Re: "Transactions are bad, real bad" - discuss

From: Costin Cozianu <c_cozianu_at_hotmail.com>
Date: Tue, 29 Apr 2003 14:31:36 -0700
Message-ID: <b8mqpa$bf0u1$1_at_ID-152540.news.dfncis.de>

Paul Vernon wrote:
> "Costin Cozianu" <c_cozianu_at_hotmail.com> wrote in message
> news:b8mecc$bnbun$1_at_ID-152540.news.dfncis.de...
>

>>Ok, let's say you want only single statement updates,

>
>
> Agreed.
>
>

>>with single
>>statement supporting multiple database operations.

>
>
> No. A single statement performs a single 'update' - a 'update' to the database
> value. Strictly speaking we are replacing the current value of the database
> variable (dbvar) with a new value. If you wish to take the current dbvar
> value, delete a few tuples, insert a few tuples and update a few tuples all in
> many relations, then assign the result to the dbvar to be the new dabase
> value, you have still only performed one database operation.
>

That's a useful abstraction for you to claim that your model can be sustained, it's not a useful abstraction for me at all as the user of the database.

How you're going to transport or refer to the new database value in a client server protocol ? It's not making sense at all.

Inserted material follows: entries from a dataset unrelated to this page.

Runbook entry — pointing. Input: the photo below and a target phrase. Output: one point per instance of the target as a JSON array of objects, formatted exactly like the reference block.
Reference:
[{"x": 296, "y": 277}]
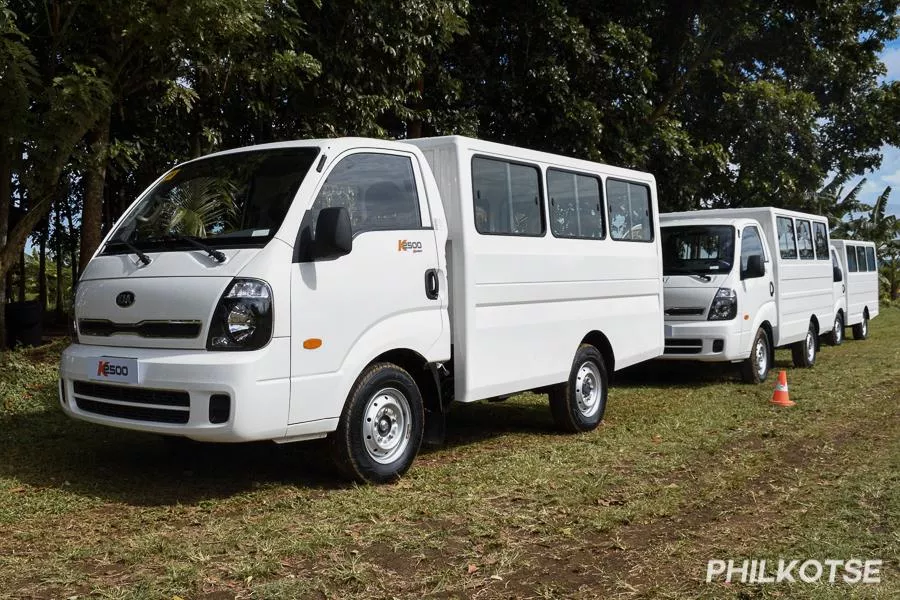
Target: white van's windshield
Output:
[
  {"x": 233, "y": 200},
  {"x": 697, "y": 249}
]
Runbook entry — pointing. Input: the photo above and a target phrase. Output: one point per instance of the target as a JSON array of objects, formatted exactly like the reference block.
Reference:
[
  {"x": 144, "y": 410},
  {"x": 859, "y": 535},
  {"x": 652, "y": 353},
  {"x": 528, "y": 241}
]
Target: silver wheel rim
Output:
[
  {"x": 762, "y": 359},
  {"x": 386, "y": 425},
  {"x": 588, "y": 389}
]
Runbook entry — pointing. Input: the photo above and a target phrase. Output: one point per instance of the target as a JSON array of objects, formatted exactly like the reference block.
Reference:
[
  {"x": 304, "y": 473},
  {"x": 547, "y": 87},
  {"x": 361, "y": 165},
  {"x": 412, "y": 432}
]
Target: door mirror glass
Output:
[
  {"x": 334, "y": 235},
  {"x": 754, "y": 268}
]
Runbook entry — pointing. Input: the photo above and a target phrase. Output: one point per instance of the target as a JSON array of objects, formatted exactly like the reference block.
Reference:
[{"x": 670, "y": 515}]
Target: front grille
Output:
[
  {"x": 683, "y": 346},
  {"x": 136, "y": 413},
  {"x": 151, "y": 329},
  {"x": 138, "y": 404},
  {"x": 132, "y": 395},
  {"x": 684, "y": 312}
]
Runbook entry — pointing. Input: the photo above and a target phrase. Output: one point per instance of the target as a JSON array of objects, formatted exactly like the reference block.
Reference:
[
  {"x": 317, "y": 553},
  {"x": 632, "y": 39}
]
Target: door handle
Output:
[{"x": 432, "y": 284}]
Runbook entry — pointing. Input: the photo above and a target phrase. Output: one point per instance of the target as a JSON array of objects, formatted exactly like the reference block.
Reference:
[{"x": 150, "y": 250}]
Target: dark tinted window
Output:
[
  {"x": 629, "y": 211},
  {"x": 851, "y": 259},
  {"x": 861, "y": 259},
  {"x": 232, "y": 199},
  {"x": 379, "y": 191},
  {"x": 787, "y": 243},
  {"x": 821, "y": 241},
  {"x": 751, "y": 244},
  {"x": 804, "y": 240},
  {"x": 576, "y": 206},
  {"x": 507, "y": 198}
]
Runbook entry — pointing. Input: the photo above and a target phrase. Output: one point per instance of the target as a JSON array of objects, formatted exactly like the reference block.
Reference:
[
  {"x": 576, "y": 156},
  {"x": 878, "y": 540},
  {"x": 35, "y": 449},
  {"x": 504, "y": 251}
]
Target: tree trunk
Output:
[
  {"x": 94, "y": 180},
  {"x": 42, "y": 267},
  {"x": 5, "y": 199}
]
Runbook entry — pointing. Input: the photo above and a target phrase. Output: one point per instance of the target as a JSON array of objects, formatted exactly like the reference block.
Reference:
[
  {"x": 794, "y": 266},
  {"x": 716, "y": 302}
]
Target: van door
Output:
[
  {"x": 385, "y": 294},
  {"x": 756, "y": 291}
]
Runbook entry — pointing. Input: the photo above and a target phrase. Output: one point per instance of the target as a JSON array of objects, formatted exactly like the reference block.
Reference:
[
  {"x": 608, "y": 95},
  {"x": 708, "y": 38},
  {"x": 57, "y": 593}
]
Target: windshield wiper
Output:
[
  {"x": 143, "y": 257},
  {"x": 216, "y": 254}
]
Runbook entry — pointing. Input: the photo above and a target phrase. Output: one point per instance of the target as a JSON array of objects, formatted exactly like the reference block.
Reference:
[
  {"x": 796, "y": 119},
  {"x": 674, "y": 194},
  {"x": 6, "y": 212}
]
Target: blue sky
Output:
[{"x": 889, "y": 173}]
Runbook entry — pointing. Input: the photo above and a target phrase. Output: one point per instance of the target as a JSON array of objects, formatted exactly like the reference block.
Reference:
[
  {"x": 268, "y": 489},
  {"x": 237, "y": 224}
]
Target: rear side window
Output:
[
  {"x": 804, "y": 240},
  {"x": 379, "y": 191},
  {"x": 507, "y": 198},
  {"x": 629, "y": 211},
  {"x": 821, "y": 241},
  {"x": 787, "y": 243},
  {"x": 861, "y": 259},
  {"x": 851, "y": 259},
  {"x": 576, "y": 205}
]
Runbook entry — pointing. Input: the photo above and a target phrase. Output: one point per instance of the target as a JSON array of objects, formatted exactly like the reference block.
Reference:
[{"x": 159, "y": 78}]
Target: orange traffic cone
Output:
[{"x": 781, "y": 396}]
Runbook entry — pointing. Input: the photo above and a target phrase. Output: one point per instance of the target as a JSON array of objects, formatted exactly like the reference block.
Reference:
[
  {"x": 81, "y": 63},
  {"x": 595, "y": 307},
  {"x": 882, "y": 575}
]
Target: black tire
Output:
[
  {"x": 804, "y": 351},
  {"x": 861, "y": 330},
  {"x": 587, "y": 374},
  {"x": 756, "y": 367},
  {"x": 837, "y": 334},
  {"x": 376, "y": 402}
]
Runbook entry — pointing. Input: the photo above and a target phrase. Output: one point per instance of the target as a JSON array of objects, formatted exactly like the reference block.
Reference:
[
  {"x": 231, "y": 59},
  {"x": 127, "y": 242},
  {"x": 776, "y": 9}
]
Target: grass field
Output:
[{"x": 690, "y": 465}]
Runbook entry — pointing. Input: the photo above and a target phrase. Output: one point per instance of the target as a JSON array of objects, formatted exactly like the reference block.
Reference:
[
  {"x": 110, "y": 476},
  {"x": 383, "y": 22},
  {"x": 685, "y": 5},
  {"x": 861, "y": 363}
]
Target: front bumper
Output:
[
  {"x": 250, "y": 391},
  {"x": 708, "y": 341}
]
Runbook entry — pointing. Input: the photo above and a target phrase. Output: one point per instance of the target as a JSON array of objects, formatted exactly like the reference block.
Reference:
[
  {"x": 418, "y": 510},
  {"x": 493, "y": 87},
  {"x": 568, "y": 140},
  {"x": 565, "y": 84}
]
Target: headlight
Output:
[
  {"x": 724, "y": 306},
  {"x": 243, "y": 318}
]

What I do with INSERT , UPDATE, DELETE SELECT is that I apply a transformation to the old database value. I couldn't care less most of the times what was the old value and what is the new value, only some properties thereof.

As a consequence I'm not receiving database values nor am I sending database values, I am applying operations. Some operations are a composition of many simpler operations. This composition should obey the properties of transactions, and should support some concurrency control features.

Otherwise, I won't be using your model at all, no thank you very much.

> Remember INSET, DELETE and UPDATE are not primitives, only assignment is.
>

Quite. +,-,*,/ are not primitive only *succ* is succ(0)=1, succ(1)=2 ... , + n 0 = n, + n succ(k) = succ( + n k), ....

Let's set aside programming languages for a while and let's joyfully program in Peanno's arithmetic, with a little ambition we can do it :)

>
>

>>Now, how do you design a client server protocol, in which the client
>>programmer wants to decide later in the host language some based on the
>>results from database and other possibly external conditions, what is
>>the next database update to be executed (of course in a transaction-like
>>mode if you claim you don't support tansaction).

>
>
> I think it would be most productive if you could give an example of such a
> scenario.
>

I'm sorry it is you who make claims here. If you don't have a systematic approach to address my needs, and claim you have a model that covers everything you're on the loosing side.

Here's a deal: I reserve a sum to be debited against a client account (the sum is not debited yet, just the available balance reflects the reservation - i.e. the client has committed to pay). Based on some other happenings in the client software (let's say I cannot performa the service, or I can, etc), I want either to go ahead with the debit, or cancel the transaction (ROLLBACK). Compose several of these happening

BEGIN
db->DB_STATEMENT1
client->ACTION1
db->DB_STATEMENT2
client->ACTION2
db->STATEMENT3
END Where each consecutive action depends on some results of the previous action, and at each point in time client should be able to decide a rollback.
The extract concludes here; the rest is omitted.